Interestly, I set the anchor at much shorter scope: 4 or 5 to 1, and back down away from the prevailing wind and set slowly. Only then did I pay out the full scope.

So you definitely need a bigger anchor on general principles, and a different approach in wind reversal scenarios. The Fortresses work on the principle of fluke area and being almost sharp. Think "door jamb wedge"...they don't weigh much, either, but can keep a door wedged shut to the point of destruction.

It makes sense that the Fortress is going to tend to bust out if the chain acts as a lever on the shank, so the Bahamian moor (a second Fortress as a stern anchor) or the hammerlock technique of two anchors "Veed" out from the bow would tend to make sense. You still ride to one anchor, but you have two buried and the boat will veer to take up Anchor Number 2 if the wind or current goes 180 degrees around.

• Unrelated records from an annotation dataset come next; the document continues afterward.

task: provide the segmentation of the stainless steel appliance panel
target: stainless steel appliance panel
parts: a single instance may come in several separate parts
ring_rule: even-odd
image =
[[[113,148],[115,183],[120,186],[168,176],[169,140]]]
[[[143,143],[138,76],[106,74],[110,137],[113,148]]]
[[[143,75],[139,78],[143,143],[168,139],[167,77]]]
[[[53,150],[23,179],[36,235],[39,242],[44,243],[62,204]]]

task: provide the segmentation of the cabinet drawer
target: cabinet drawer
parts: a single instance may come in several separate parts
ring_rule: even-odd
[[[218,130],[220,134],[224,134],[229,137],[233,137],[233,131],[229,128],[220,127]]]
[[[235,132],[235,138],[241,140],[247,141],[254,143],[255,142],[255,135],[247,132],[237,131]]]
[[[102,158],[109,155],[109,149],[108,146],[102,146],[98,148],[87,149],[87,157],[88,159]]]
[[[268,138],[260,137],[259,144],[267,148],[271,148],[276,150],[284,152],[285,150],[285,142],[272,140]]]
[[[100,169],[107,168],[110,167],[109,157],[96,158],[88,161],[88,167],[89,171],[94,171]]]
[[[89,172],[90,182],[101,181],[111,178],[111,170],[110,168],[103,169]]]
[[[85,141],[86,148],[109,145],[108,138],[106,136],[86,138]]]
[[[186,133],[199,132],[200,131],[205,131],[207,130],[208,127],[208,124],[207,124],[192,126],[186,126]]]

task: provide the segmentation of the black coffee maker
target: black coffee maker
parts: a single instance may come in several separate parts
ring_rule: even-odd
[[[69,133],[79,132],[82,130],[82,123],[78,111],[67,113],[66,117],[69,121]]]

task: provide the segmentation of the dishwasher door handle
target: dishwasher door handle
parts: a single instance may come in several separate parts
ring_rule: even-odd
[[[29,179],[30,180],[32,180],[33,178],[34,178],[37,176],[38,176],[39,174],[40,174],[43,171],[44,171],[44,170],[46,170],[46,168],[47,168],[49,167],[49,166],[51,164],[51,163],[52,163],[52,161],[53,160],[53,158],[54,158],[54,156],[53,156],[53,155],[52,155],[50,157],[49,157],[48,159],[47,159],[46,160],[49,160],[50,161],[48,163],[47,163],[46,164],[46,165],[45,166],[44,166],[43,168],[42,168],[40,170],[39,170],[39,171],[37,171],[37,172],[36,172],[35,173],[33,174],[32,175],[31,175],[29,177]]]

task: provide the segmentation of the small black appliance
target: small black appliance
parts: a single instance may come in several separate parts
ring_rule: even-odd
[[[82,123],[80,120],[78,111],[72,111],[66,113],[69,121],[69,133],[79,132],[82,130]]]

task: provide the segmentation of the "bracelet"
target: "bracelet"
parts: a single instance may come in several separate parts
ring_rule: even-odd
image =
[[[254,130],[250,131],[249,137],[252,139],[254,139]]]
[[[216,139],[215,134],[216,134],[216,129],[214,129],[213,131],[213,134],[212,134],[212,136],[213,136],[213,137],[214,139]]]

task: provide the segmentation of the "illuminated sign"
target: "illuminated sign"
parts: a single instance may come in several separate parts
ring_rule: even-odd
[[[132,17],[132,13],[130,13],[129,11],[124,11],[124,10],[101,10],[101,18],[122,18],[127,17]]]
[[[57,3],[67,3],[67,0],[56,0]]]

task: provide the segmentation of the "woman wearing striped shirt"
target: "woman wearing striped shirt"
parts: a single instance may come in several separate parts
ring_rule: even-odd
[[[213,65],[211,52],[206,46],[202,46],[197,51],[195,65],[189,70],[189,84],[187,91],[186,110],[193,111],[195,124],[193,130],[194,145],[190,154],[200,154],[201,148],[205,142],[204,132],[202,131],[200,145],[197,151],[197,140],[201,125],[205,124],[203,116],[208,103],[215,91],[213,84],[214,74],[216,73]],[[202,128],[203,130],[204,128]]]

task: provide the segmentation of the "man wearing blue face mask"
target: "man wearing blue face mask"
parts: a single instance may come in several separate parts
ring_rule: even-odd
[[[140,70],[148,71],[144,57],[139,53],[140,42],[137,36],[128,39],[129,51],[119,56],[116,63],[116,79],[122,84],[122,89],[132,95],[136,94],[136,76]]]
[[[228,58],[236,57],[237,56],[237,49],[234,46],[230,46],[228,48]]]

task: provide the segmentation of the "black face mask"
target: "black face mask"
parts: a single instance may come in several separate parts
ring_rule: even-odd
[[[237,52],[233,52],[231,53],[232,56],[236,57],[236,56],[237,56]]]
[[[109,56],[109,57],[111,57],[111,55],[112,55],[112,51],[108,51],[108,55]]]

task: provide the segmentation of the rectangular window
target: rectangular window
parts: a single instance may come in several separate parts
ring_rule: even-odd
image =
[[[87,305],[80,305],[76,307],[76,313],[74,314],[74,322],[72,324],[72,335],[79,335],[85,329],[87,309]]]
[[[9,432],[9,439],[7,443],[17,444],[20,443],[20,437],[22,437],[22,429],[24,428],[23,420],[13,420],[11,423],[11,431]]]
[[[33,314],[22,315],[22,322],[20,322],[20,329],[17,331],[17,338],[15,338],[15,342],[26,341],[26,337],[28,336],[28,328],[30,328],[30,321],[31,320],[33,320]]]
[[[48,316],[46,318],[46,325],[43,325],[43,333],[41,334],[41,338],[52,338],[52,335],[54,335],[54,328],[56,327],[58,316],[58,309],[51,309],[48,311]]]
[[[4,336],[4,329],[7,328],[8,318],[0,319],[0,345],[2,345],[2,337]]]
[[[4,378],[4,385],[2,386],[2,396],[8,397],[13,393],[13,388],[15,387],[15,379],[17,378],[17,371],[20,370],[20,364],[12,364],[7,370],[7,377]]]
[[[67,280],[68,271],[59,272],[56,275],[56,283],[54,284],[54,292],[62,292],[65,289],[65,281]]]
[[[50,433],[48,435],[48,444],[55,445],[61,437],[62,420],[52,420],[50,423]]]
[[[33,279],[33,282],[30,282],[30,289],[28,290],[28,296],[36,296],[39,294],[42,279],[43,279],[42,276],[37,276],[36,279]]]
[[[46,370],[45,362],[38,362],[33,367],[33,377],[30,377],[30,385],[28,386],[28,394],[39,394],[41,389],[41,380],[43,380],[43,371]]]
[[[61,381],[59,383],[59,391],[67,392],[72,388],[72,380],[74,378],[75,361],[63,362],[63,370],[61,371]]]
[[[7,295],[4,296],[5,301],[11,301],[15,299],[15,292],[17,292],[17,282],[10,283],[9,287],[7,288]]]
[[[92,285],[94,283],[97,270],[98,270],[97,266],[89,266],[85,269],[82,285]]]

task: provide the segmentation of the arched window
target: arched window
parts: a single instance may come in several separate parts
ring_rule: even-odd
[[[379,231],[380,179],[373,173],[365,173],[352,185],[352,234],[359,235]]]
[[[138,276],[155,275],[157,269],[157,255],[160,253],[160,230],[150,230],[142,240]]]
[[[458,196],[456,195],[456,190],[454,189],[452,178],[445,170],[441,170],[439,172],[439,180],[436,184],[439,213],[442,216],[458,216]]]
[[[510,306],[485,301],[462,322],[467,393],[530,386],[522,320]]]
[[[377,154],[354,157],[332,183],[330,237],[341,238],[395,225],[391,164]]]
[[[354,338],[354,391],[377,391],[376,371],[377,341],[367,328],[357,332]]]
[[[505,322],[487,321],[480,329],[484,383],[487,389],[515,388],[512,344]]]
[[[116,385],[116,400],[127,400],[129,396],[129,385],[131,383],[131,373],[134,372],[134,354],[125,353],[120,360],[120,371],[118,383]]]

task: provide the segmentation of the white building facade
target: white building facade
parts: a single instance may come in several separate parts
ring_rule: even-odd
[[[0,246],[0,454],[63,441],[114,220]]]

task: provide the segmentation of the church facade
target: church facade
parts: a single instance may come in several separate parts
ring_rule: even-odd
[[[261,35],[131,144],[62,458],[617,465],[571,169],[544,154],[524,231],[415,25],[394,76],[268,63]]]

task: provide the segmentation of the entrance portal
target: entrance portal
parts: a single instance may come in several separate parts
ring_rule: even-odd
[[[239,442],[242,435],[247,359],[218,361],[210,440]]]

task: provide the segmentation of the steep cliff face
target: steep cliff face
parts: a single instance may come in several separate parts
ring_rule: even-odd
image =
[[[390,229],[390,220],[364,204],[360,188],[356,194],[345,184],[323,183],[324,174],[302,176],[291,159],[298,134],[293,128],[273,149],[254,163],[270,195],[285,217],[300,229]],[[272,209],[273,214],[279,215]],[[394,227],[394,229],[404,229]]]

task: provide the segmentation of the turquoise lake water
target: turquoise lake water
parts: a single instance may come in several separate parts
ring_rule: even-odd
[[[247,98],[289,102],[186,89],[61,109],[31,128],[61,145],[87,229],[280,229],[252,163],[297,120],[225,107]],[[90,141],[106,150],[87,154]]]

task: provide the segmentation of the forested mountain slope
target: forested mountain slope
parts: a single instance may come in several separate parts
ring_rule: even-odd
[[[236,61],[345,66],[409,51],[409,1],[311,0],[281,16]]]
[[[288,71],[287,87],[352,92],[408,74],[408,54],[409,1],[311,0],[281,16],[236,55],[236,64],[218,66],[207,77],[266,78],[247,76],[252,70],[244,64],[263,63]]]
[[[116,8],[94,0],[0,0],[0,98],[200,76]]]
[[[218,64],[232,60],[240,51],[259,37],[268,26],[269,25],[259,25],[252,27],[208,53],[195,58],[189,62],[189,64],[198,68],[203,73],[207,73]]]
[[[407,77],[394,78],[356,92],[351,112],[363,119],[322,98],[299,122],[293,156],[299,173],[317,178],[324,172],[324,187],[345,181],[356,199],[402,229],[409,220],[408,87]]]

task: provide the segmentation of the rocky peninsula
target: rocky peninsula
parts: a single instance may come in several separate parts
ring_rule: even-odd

Because even an oversized Fortress is very easy to handle and retrieve (making it safer in my view to use on deck in the sense that I know what type I would prefer to fall on my toes, and it ain't a Bruce), they are a good choice, but you have to think about how to best use them. I think a couple of FX-23s used together will do the trick, and while expensive, is likely a easier fix than a 33 lb. Bruce/CQR/Manson style, as stowage and bow area to work with the anchor can be an issue on power boats.

Fortress has a "Safe Anchoring Guide" you may find helpful here:

Fortress Anchors - Safe Anchoring Guide

It shows exactly what I'm talking about. In addition, this graphic here



suggests how to use a couple of them.

For me, the FX-11 is simply too small for a boat with windage. Under 15 knots, I'd keep it as a lunch hook, meaning chuck it over the side and walk the rode to a forward cleat, cleat off, back down to 5:1 or 6:1 and eat a sandwich/repeat as necessary. But generally, even when weight is NOT the foundational design factor, I prefer to go one size up, particularly when that bigger size is STILL only 40% of my old primary's weight (a 33 lb. CQR/33 lb. Bruce).

If you are in dodgy conditions or you know you are going to get them, experiment with a CQR as the primary and the upsized Fortress as the secondary, particularly if you are expected that secondary to take a straight-line pull with a strong wind shift, as can happen on the backside of squall lines.